Here I am placing my xml files under webapp/xmls/ directory, and parsing abc.xml file

def parse ( ) {
  // Getting context path here
  def webRootDir = sch.servletContext.getRealPath ("/")

  // Create a new file instance
  def f = new File (webRootDir + "/xmls/" + "abc.xml")

  // Parxing XML file here
  def items = new XmlParser ( ).parseText( f.text )

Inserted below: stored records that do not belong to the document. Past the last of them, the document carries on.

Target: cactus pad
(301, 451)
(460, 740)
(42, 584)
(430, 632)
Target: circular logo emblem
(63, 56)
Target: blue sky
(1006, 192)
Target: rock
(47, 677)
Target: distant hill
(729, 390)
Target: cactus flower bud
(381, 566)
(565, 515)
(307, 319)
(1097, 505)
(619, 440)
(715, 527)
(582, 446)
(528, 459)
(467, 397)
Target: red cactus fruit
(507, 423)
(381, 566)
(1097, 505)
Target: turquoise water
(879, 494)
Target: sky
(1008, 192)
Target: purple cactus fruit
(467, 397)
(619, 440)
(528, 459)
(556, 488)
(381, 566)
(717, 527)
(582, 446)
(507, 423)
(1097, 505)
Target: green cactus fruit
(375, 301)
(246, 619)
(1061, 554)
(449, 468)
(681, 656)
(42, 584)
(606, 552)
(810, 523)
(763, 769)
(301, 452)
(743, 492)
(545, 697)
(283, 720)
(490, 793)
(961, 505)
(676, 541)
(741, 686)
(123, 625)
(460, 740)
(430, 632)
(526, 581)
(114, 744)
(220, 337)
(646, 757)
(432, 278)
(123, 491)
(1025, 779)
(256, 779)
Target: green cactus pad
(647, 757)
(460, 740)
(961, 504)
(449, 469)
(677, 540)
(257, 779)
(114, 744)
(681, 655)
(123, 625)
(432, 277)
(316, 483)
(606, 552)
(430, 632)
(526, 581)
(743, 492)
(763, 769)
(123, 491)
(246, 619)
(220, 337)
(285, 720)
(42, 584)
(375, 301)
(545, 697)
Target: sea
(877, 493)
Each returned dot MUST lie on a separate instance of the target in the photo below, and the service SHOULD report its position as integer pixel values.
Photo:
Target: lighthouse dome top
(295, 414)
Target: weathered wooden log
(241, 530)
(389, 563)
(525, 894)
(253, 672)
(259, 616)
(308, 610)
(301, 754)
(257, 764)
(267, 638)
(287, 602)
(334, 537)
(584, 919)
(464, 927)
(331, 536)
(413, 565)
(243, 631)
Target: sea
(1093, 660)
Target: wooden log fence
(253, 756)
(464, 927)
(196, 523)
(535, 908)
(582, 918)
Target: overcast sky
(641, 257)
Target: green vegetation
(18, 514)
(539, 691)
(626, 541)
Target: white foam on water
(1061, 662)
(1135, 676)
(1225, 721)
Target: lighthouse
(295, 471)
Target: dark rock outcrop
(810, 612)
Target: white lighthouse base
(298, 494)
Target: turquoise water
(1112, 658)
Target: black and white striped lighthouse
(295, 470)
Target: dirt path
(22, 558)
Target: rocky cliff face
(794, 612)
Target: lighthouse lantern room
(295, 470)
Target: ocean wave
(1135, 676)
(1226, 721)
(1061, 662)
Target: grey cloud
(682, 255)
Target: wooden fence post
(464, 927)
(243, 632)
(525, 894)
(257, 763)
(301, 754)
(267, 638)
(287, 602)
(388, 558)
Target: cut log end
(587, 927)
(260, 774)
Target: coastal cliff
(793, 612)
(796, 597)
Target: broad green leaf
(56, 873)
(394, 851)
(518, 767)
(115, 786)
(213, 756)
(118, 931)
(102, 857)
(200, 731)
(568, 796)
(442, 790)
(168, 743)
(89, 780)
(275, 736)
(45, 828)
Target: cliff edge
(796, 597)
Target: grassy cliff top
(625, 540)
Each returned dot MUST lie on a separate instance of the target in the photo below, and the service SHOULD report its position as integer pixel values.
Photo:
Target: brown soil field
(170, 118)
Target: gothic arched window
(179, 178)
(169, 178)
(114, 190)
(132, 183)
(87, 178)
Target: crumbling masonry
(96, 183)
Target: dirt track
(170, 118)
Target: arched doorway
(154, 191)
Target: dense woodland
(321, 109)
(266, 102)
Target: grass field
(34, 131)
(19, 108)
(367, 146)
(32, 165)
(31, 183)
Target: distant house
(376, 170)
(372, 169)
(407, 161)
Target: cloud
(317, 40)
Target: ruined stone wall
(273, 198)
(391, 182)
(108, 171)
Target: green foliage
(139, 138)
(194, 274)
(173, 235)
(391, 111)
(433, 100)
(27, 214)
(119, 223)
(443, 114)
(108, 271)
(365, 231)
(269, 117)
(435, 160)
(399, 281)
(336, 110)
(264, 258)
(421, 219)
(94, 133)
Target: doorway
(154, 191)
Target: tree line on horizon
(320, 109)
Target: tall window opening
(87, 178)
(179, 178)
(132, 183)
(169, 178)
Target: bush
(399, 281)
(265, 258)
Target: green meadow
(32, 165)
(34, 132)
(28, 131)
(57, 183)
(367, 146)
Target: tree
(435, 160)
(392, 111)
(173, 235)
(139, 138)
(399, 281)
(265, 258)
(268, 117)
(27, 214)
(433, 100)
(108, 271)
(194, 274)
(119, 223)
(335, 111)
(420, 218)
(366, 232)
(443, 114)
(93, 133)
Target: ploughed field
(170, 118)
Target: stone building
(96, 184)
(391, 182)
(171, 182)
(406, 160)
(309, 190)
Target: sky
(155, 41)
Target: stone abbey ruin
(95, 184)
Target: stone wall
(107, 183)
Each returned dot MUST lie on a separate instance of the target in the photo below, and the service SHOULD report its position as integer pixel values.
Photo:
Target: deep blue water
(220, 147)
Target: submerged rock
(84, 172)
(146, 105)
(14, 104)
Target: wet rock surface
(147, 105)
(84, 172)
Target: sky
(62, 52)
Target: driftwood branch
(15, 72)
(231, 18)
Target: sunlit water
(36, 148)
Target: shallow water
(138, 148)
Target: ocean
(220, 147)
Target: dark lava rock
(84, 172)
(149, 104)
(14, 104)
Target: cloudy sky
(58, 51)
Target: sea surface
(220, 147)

  // iterating through XML blocks here
  items.question.each {
        // Creating domain class object to save in DB
    def question = new Question ( )
    def node = it
    question.with {
    qtext = node.qtext.text()
    answer = node.answer.text()
    if (!hasErrors() && save(flush: true)) {
      log.info "mcq saved successfully"
    } else
    errors.allErrors.each {
          err->
              log.error err.getField() + ": "
              log.error err.getRejectedValue() + ": " + err.code
    }
   }
 }
}

This is the sample XML (abc.xml) file:

<qns>
  <question id="q1">
    <qtext> First letter of alphabet is?</qtext>
    <answer>A<answer>
  </question>

  <question id="q2">
    <qtext> Second letter of alphabet is?</qtext>
    <answer>A<answer>
  </question>
  .
  .
  .
  .
</qns>

Hope this will help ..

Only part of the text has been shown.